World model AI means a model that learns predictive structure about environments, objects, motion, and consequences. The term matters because it turns a model or procurement concept into concrete data requirements you can evaluate samples against.

  • What is world model AI
  • World model AI definition

Procurement questions before posting a bounty

  • What exact model behavior or evaluation question should this data improve?
  • Which modality, camera viewpoint, robot state, or metadata stream is required?
  • What evidence proves the supplier has rights, consent, and provenance?
  • Which delivery format must the sample open in before scale-up?
  • What specific failure reasons should cause sample rejection?

Quality gate before a page becomes a deal spec

A page in this hub should not be treated as a finished procurement document by itself. It is a starting point for a bounty. Before a buyer funds capture or licenses off-the-shelf data, the page needs to become a short operating spec: accepted examples, rejected examples, file format, metadata fields, consent requirements, delivery location, and a named reviewer who can approve the sample.

The practical test is simple: if two suppliers read the same detail record, would they submit comparable samples? If not, the buyer needs to narrow the research into a more specific bounty. The strongest truelabel references help with that narrowing by linking from broad hubs into task pages, dataset profiles, format guides, glossary definitions, and public dataset alternatives.

GateQuestionPass signal
IntentWhat model behavior does the data improve?The objective is tied to a task, benchmark, or evaluation gap.
EvidenceWhat proves a supplier can deliver?A sample package includes files, manifest, rights, and QA notes.
IngestionCan the buyer load the sample?The sample opens in the expected format or converter.

Hub FAQ

How should buyers use the Physical AI data glossary hub?

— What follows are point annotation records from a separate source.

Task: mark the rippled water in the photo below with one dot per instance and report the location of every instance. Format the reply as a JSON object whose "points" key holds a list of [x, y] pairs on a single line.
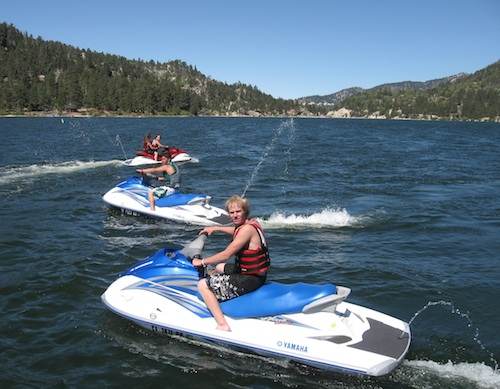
{"points": [[405, 213]]}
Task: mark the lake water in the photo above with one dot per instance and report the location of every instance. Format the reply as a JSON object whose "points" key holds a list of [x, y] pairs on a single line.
{"points": [[405, 213]]}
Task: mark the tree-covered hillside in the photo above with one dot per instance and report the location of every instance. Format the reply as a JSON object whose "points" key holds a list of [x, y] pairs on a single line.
{"points": [[39, 75]]}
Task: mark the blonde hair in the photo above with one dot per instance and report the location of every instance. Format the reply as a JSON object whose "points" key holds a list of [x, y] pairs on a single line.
{"points": [[241, 201]]}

Use the Physical AI data glossary hub to move from a broad physical AI data need into a concrete page with modality, sample, QA, format, rights, and supplier-evidence requirements.

Are these pages public datasets?

No. These pages are sourcing and specification guides for posting bounties. They help buyers define what a supplier must prove before data is accepted.

Why does this hub link to so many detail pages?

Each detail page handles one specific task, dataset, comparison, definition, or format. The hub is the index that helps a buyer pick the right one for the bounty they want to post.

What makes a page ready for a bounty?

A page is ready when it names a model objective, concrete files, metadata requirements, rights and consent expectations, sample QA checks, and a delivery format.

External source context

  1. Scale AI physical AI data engine

    Shows enterprise demand for custom physical AI collection and enrichment programs.

  2. NVIDIA Physical AI Data Factory Blueprint

    Frames physical AI data as an end-to-end factory problem spanning curation, generation, evaluation, and delivery.

  3. Open X-Embodiment

    Baseline open robotics data entity for cross-embodiment tasks and VLA pretraining discussions.

  4. Ego4D dataset

    Canonical egocentric video benchmark for first-person physical-world capture and limitations.